Wat gebeurt er als je drie topgitaristen samenbrengt? Er ontstaat een gepassioneerd gesprek over techniek, tijd en emotie. Maar ook wordt er volop gespeeld. Corrie van Binsbergen, Joep Pelt en Harry Sacksioni maken van MCN-talkshow THE MIX een spetterende muzikale bijeenkomst.
Eigenlijk zijn het alledrie avonturiers. Van Binsbergen, Pelt en Sacksioni onderzoeken eindeloos de mogelijkheden van hun instrument. Joep Pelt ging naar het zuiden van de VS, Mali en Ethiopië om daar in de leer te gaan bij plaatselijke muzikanten – en dat zijn niet de minsten. Hij speelde onder meer met R.L. Burnside en Ali Farka Touré.
‘Je hoeft niet oud te zijn om blues te kunnen spelen, dat is echt flauwekul’, helpt hij maar meteen een vooroordeel uit de wereld. ‘Ik speelde al een beetje blues, maar het klonk heel clean.’ Hij laat op zijn gitaar horen wat hij bedoelt. ‘Toen ik daar was, leerde ik om meer hardcore te spelen, zodat het rammelt. Het is soms maar één akkoord, en die liedjes duren dan drie kwartier ofzo, maar zie die groove maar eens te vinden.’ Ter plekke geeft hij een demonstratie en het publiek voelt wat hij bedoelt.
Vingervlug
De klassiek geschoolde Corrie van Binsbergen gaat ook regelmatig avontuurlijke samenwerkingen aan: ze staat onder meer met auteurs, jazzmuzikanten en vocalisten op het podium. ‘Ik heb altijd van alles gedaan op de gitaar, ik speelde merkwaardige underground pop, maar ook Bach.’ Ze improviseert een stukje en laat zich met gesloten ogen meevoeren op de klankenrijkdom die ze voortbrengt op haar instrument.

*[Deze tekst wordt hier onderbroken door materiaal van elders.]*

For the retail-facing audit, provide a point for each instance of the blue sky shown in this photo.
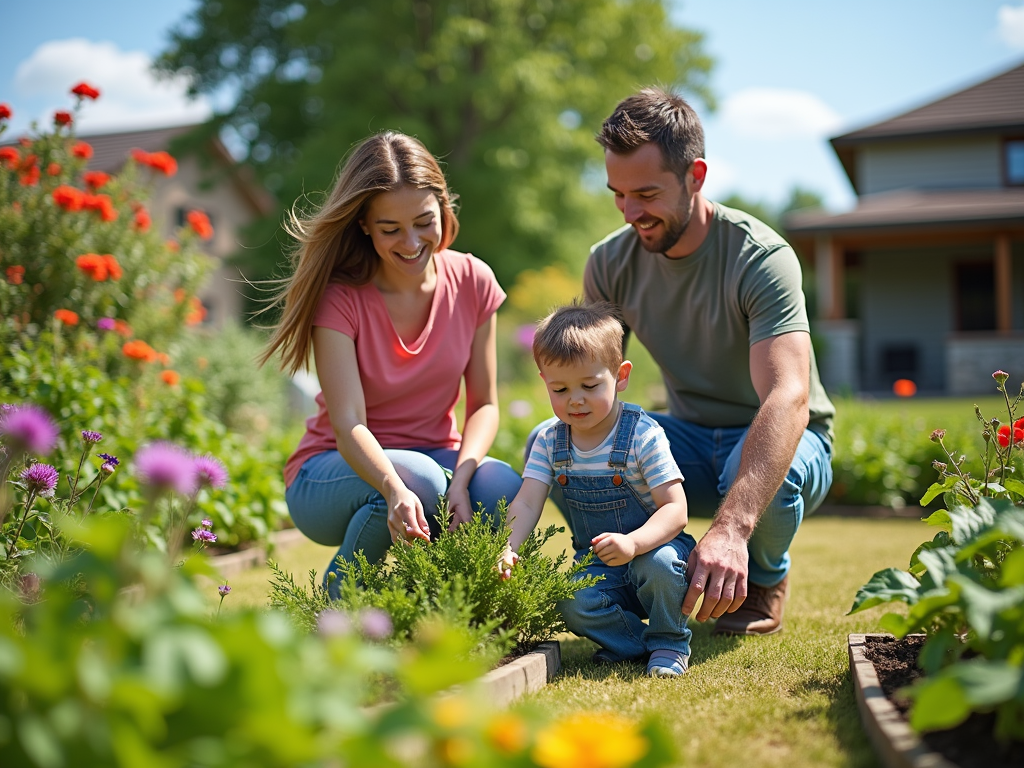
(788, 73)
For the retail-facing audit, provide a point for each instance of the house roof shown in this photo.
(911, 209)
(994, 103)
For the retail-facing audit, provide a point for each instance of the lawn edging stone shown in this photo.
(895, 743)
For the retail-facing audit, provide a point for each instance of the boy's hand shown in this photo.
(506, 562)
(613, 549)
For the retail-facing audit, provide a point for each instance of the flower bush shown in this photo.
(966, 586)
(94, 308)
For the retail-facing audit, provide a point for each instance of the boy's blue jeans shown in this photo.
(709, 459)
(332, 505)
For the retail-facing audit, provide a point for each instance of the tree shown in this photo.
(508, 93)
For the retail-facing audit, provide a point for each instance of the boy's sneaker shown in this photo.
(668, 664)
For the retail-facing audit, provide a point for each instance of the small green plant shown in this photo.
(454, 577)
(966, 588)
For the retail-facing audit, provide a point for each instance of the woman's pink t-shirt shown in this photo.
(411, 390)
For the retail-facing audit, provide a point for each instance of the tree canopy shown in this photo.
(507, 93)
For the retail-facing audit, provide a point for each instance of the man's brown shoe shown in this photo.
(761, 612)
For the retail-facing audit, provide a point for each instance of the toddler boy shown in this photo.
(623, 491)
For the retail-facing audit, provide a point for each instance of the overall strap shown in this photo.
(624, 435)
(561, 456)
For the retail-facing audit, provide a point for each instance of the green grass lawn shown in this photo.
(779, 700)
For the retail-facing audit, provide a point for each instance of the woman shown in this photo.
(395, 322)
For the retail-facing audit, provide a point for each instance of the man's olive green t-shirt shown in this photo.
(698, 315)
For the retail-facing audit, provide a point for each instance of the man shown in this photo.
(715, 296)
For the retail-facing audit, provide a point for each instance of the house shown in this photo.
(924, 278)
(224, 192)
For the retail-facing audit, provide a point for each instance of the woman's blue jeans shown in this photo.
(709, 459)
(333, 506)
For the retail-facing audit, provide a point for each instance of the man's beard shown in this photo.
(674, 229)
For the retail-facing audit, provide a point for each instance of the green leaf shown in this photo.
(887, 586)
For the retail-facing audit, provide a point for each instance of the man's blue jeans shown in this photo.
(709, 459)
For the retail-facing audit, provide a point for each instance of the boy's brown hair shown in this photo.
(580, 333)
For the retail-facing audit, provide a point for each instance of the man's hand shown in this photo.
(717, 569)
(613, 549)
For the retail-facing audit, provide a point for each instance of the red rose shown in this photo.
(82, 150)
(84, 90)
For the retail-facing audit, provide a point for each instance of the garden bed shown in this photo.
(881, 666)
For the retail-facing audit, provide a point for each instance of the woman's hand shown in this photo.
(404, 515)
(460, 506)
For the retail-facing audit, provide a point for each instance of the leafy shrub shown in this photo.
(455, 577)
(966, 587)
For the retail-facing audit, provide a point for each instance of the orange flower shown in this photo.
(67, 316)
(142, 220)
(10, 157)
(92, 264)
(84, 90)
(197, 312)
(82, 150)
(95, 179)
(200, 223)
(139, 350)
(69, 198)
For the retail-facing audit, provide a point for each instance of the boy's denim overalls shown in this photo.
(651, 585)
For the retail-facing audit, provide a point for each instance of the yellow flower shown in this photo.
(507, 732)
(590, 739)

‘Via haar gezicht voel je mee wat zij voelt’, zegt Harry Sacksioni, die gefascineerd toekijkt. ‘Het gaat om de emotie. Goede muziek is muziek die je direct raakt, of het nu Bach of de blues of zelfs punk is. Ik heb muzikanten gezien die met slechts drie akkoorden ongelooflijk stonden te voelen.’ Een mooi statement van Sacksioni, die bekend staat om zijn virtuositeit.
Door de MIX-gastheren Robbert Tilli (MCN) en Tom Engelshoven (OOR) wordt hij “Mr. Gitaar” genoemd – een bijnaam die past bij zijn veertig jaar ervaring. Hij laat zien hoe hij met fingerstyle een hele band kan zijn in zijn eentje. Deze manier van spelen heeft hij beschreven in een lijvig lesboekwerk: de Sacksioni Methode. ‘Soms kun je twee, soms drie partijen tegelijk spelen, al naar gelang je vingers over hebt.’
‘Kunnen mensen dit echt leren?’ vraagt Tilli, enigszins ongelovig kijkend naar de vingervlugheid van Sacksioni.
‘Ja, dat kan’, beamen de drie gitaristen.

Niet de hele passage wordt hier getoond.